Division of Child Neurology, Department of Pediatrics, Nowon Eulji Medical Center, Eulji University, Seoul 01830, Republic of Korea.
Green Cross Genome, Yongin, Gyeonggi 16924, Republic of Korea.
Mol Med Rep. 2018 Jun;17(6):7611-7617. doi: 10.3892/mmr.2018.8837. Epub 2018 Mar 29.
The ACTG1 gene encodes the cytoskeletal protein γ-actin, which functions in non‑muscle cells and is abundant in the auditory hair cells of the cochlea. Autosomal dominant missense mutations in ACTG1 are associated with DFNA20/26, a disorder that is typically characterized by post‑lingual progressive hearing loss. To date, 17 missense mutations in ACTG1 have been reported in 20 families with DFNA20/26. The present study described a small family with autosomal dominant nonsyndromic hearing loss. A novel heterozygous missense mutation, c.94C>T (p.Pro32Ser), in ACTG1 was identified using the TruSight One sequencing panel. Notably, congenital hearing loss in our proband was identified by newborn hearing screening at birth. In silico predictions of protein structure and function indicate that the p.Pro32Ser mutation may result in conformational changes in γ‑actin. The present study expands the understanding of the phenotypic effects of heterozygous missense mutations in the ACTG1 gene. In specific, the present results emphasize that mutations in ACTG1 result in a diverse spectrum of onset ages, including congenital in addition to post‑lingual onset.

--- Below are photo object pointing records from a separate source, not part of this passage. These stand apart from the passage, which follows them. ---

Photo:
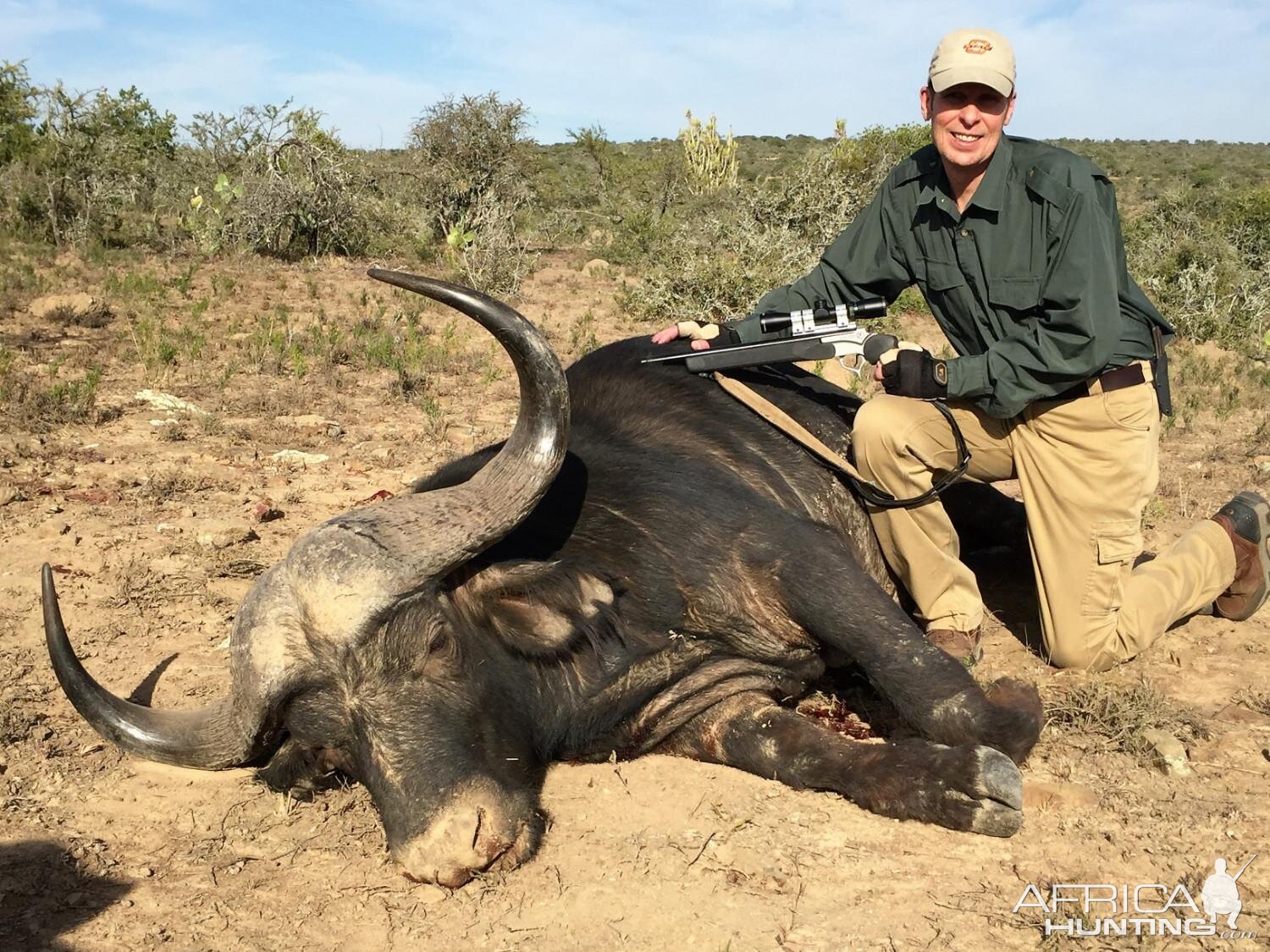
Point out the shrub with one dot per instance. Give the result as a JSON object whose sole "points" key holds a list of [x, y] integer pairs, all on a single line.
{"points": [[272, 179], [17, 112], [1204, 261], [721, 254], [89, 169], [472, 159]]}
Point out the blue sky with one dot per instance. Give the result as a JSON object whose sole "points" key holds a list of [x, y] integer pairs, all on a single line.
{"points": [[1099, 70]]}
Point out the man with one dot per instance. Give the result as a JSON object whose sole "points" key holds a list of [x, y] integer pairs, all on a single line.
{"points": [[1016, 246]]}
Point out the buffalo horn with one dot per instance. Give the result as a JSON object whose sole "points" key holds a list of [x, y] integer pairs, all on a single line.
{"points": [[226, 734]]}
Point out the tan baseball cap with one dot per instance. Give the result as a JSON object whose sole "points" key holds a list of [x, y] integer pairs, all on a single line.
{"points": [[973, 56]]}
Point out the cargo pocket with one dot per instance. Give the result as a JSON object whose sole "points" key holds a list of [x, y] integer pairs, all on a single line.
{"points": [[1115, 546]]}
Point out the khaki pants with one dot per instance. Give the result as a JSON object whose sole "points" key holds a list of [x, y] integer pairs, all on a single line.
{"points": [[1087, 467]]}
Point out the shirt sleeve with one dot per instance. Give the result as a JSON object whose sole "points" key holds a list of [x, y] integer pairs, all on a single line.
{"points": [[865, 261], [1074, 330]]}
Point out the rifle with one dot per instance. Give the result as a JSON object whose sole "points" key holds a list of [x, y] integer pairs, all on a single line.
{"points": [[820, 333]]}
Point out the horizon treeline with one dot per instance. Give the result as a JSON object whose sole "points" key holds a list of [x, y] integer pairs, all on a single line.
{"points": [[706, 223]]}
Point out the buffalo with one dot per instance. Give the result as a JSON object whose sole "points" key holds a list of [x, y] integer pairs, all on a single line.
{"points": [[643, 565]]}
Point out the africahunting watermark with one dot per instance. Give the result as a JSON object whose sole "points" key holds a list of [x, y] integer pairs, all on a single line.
{"points": [[1084, 909]]}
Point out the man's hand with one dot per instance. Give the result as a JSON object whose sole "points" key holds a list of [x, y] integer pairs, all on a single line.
{"points": [[914, 373], [698, 334]]}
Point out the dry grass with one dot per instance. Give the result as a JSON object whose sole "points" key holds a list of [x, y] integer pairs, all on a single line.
{"points": [[1252, 700], [1120, 715]]}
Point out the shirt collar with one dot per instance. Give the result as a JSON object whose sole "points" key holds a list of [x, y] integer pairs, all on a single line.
{"points": [[992, 190], [991, 193]]}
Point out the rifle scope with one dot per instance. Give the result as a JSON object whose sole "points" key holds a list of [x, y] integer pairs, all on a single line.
{"points": [[822, 316]]}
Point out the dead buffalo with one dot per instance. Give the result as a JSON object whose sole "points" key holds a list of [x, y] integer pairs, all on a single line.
{"points": [[670, 575]]}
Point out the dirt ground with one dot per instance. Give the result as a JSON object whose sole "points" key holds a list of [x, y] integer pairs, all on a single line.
{"points": [[145, 520]]}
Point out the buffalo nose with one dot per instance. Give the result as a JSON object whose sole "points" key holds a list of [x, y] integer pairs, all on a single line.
{"points": [[461, 842]]}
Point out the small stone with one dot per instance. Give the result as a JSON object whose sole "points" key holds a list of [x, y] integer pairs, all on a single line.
{"points": [[169, 403], [297, 459], [1170, 751], [70, 309], [310, 421], [263, 510], [225, 536], [53, 528]]}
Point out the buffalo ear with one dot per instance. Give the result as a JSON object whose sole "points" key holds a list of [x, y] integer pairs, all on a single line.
{"points": [[536, 608]]}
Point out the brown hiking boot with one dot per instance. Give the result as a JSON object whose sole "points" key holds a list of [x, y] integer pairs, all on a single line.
{"points": [[963, 645], [1246, 520]]}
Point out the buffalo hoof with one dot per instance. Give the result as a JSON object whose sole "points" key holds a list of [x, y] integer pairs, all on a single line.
{"points": [[972, 789], [998, 794]]}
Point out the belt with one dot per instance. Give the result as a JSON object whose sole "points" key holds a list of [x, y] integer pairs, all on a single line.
{"points": [[1128, 376]]}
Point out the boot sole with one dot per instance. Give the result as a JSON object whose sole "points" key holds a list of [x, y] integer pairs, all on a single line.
{"points": [[1254, 602]]}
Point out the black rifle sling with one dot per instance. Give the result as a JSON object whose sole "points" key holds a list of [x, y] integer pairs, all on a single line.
{"points": [[870, 492]]}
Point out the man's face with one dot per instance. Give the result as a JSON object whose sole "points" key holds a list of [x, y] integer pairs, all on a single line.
{"points": [[967, 121]]}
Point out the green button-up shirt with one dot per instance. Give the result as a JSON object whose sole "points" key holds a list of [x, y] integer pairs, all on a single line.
{"points": [[1029, 283]]}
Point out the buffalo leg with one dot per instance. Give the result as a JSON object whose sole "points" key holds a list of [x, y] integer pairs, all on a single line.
{"points": [[968, 787], [830, 596]]}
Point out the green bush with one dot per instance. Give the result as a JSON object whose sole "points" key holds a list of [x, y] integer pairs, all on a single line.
{"points": [[88, 169], [721, 254], [472, 160], [272, 179], [1203, 258]]}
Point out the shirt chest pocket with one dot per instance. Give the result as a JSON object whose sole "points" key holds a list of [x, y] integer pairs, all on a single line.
{"points": [[1019, 294], [941, 277]]}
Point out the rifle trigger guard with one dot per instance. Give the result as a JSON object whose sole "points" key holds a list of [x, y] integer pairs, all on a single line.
{"points": [[858, 368]]}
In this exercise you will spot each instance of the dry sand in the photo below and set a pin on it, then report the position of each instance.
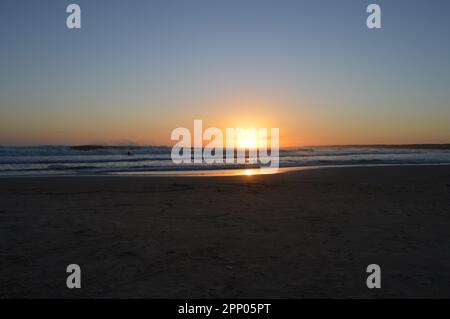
(292, 235)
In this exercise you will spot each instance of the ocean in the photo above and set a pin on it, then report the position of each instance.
(66, 160)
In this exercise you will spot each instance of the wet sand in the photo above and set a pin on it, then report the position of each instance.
(293, 235)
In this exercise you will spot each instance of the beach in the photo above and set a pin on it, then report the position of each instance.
(300, 234)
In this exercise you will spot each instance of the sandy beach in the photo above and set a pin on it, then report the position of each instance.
(293, 235)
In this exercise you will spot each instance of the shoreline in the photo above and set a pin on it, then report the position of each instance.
(304, 234)
(218, 172)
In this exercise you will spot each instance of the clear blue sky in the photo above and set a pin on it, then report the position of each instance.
(138, 69)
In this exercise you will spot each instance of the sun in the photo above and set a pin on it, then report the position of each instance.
(248, 140)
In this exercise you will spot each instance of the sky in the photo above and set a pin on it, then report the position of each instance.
(138, 69)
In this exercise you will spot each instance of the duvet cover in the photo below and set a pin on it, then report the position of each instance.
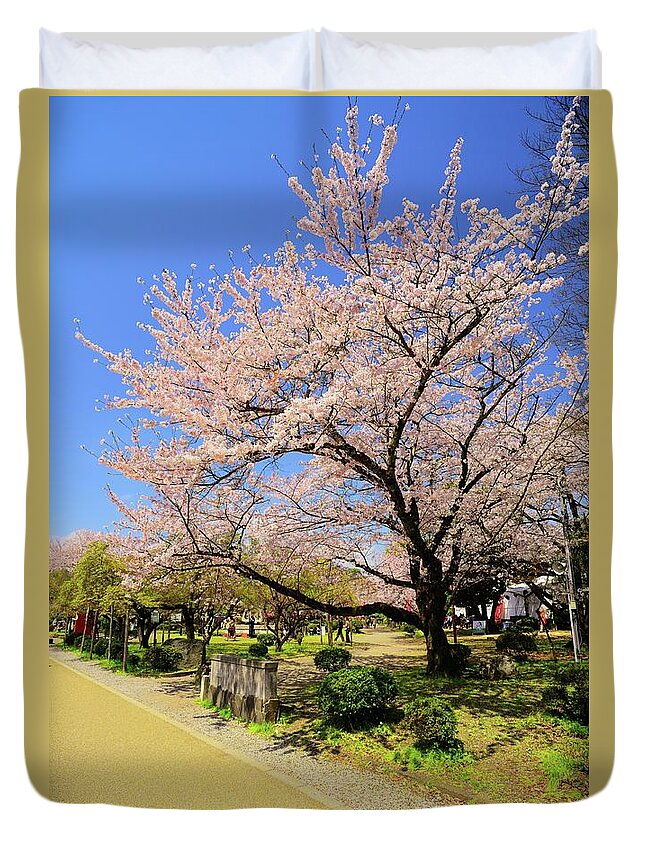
(319, 497)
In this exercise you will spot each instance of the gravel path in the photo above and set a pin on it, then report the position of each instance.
(338, 785)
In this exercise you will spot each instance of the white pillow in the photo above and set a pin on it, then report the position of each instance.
(564, 62)
(285, 62)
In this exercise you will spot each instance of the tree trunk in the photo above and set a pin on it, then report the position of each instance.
(189, 621)
(95, 631)
(109, 655)
(87, 617)
(126, 630)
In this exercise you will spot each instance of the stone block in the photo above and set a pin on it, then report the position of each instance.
(247, 686)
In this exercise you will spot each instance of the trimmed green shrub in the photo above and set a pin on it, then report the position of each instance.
(433, 723)
(116, 649)
(258, 650)
(568, 696)
(160, 659)
(357, 695)
(517, 643)
(526, 625)
(332, 658)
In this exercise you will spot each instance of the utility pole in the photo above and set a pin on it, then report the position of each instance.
(571, 584)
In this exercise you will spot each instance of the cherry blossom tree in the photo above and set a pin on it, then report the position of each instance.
(386, 398)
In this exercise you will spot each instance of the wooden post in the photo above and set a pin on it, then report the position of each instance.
(126, 626)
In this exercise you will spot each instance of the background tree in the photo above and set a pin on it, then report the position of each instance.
(96, 571)
(572, 299)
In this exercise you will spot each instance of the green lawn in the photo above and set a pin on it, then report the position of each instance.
(513, 751)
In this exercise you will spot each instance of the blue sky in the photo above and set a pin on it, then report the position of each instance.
(142, 183)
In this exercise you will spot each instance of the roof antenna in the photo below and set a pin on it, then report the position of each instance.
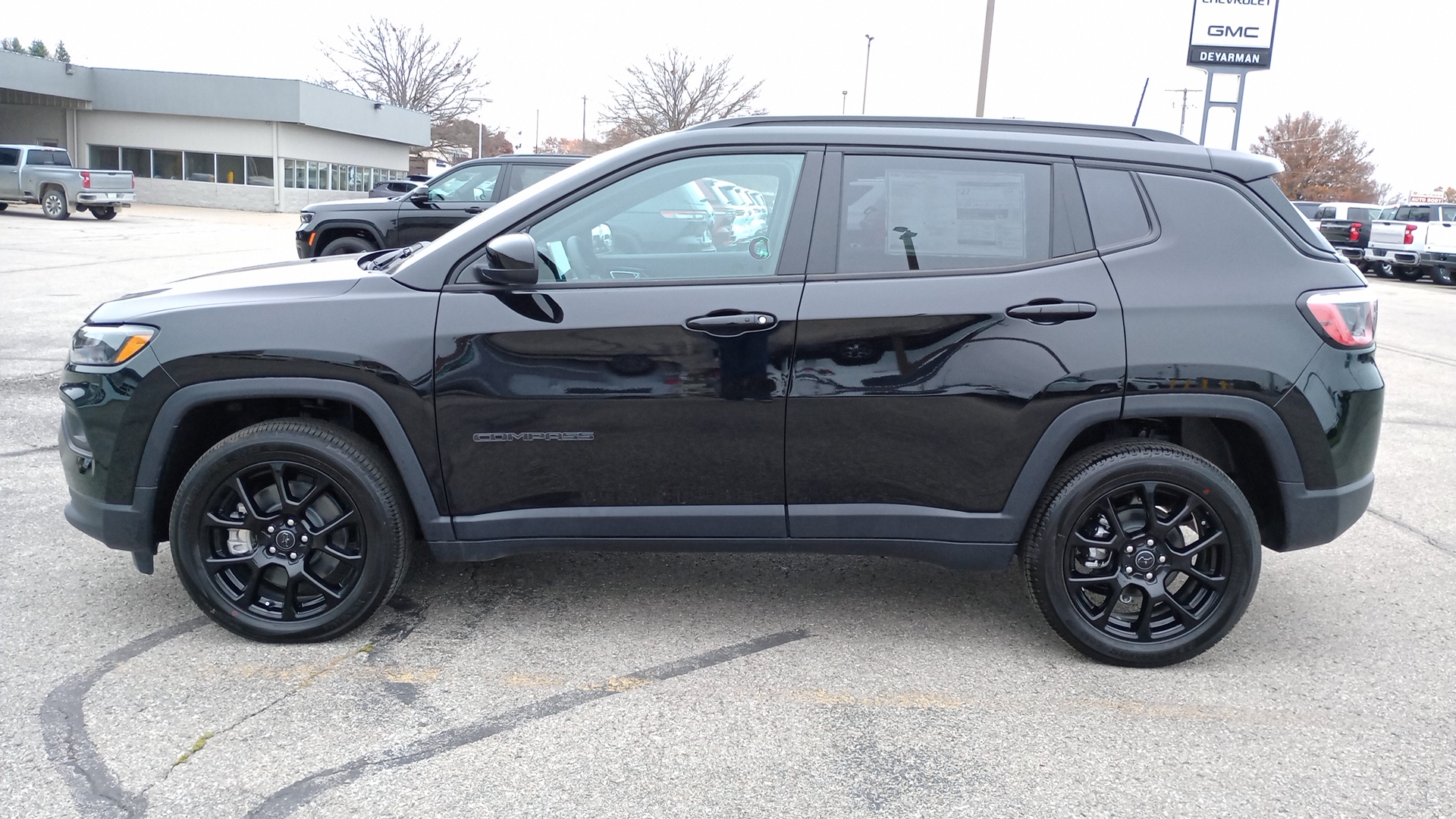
(1139, 112)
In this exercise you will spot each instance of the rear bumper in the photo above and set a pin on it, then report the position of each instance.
(1320, 516)
(105, 199)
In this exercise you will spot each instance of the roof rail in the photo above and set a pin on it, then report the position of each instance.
(967, 124)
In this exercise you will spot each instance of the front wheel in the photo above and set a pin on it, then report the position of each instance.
(290, 531)
(53, 205)
(1142, 554)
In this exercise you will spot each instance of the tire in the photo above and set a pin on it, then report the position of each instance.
(262, 579)
(1112, 613)
(53, 205)
(346, 245)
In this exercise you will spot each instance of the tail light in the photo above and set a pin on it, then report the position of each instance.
(1346, 318)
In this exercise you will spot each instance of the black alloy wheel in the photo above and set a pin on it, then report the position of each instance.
(1142, 554)
(290, 531)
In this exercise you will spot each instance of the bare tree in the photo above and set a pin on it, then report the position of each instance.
(672, 93)
(1324, 161)
(405, 66)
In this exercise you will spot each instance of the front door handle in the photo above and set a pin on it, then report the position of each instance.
(728, 324)
(1049, 311)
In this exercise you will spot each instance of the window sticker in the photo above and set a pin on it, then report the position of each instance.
(959, 215)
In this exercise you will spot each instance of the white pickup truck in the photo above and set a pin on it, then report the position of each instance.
(1420, 240)
(44, 175)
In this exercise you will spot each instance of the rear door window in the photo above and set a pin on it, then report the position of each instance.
(938, 213)
(1116, 207)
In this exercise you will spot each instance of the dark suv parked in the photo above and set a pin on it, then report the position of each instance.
(424, 210)
(1123, 357)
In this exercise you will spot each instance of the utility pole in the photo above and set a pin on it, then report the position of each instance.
(986, 57)
(1183, 118)
(865, 98)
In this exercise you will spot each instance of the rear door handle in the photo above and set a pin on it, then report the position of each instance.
(730, 324)
(1052, 312)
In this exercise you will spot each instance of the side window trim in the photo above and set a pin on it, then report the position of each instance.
(792, 257)
(1155, 229)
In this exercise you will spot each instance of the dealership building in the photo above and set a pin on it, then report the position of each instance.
(209, 140)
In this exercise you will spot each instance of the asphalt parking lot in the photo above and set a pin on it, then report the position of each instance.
(701, 686)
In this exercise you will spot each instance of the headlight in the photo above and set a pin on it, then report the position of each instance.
(104, 346)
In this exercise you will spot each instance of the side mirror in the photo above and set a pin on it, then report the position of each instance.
(510, 260)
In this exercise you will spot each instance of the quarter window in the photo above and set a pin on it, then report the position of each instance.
(676, 221)
(1114, 206)
(929, 213)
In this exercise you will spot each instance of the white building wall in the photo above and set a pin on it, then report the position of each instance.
(36, 124)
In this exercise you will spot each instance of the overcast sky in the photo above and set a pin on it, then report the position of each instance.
(1382, 67)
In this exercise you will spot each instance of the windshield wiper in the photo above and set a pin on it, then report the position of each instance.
(384, 261)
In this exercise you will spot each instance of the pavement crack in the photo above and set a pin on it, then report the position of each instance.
(306, 790)
(95, 789)
(1440, 545)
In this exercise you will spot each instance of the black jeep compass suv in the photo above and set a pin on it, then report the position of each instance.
(1117, 357)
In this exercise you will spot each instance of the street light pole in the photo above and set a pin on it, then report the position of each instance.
(865, 98)
(986, 57)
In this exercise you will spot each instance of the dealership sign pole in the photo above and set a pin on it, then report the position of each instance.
(1231, 37)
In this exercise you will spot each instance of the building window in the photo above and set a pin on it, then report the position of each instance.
(105, 158)
(201, 167)
(166, 164)
(229, 169)
(259, 171)
(137, 161)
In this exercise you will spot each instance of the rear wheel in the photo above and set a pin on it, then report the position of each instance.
(290, 531)
(346, 245)
(53, 205)
(1142, 554)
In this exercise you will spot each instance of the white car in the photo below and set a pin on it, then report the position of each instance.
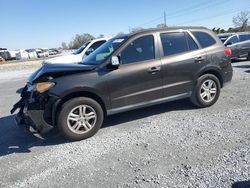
(80, 53)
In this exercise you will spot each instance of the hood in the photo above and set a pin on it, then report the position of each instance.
(71, 58)
(56, 70)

ACTG1 基因编码细胞骨架蛋白 γ-肌动蛋白,该蛋白在非肌肉细胞中发挥作用,在耳蜗的听觉毛细胞中含量丰富。ACTG1 中的常染色体显性错义突变与 DFNA20/26 相关,该疾病的特征通常为后天性进行性听力损失。迄今为止,在 20 个具有 DFNA20/26 的家族中已报道了 17 种 ACTG1 错义突变。本研究描述了一个具有常染色体显性非综合征性听力损失的小家族。使用 TruSight One 测序面板鉴定到 ACTG1 中的一个新的杂合错义突变 c.94C>T(p.Pro32Ser)。值得注意的是,我们的先证者的先天性听力损失在出生时通过新生儿听力筛查被发现。蛋白质结构和功能的计算机预测表明,p.Pro32Ser 突变可能导致 γ-肌动蛋白构象的改变。本研究扩展了对 ACTG1 基因中杂合错义突变表型效应的理解。具体而言,本研究结果强调了 ACTG1 突变导致发病年龄的多样性谱,包括后天性和先天性。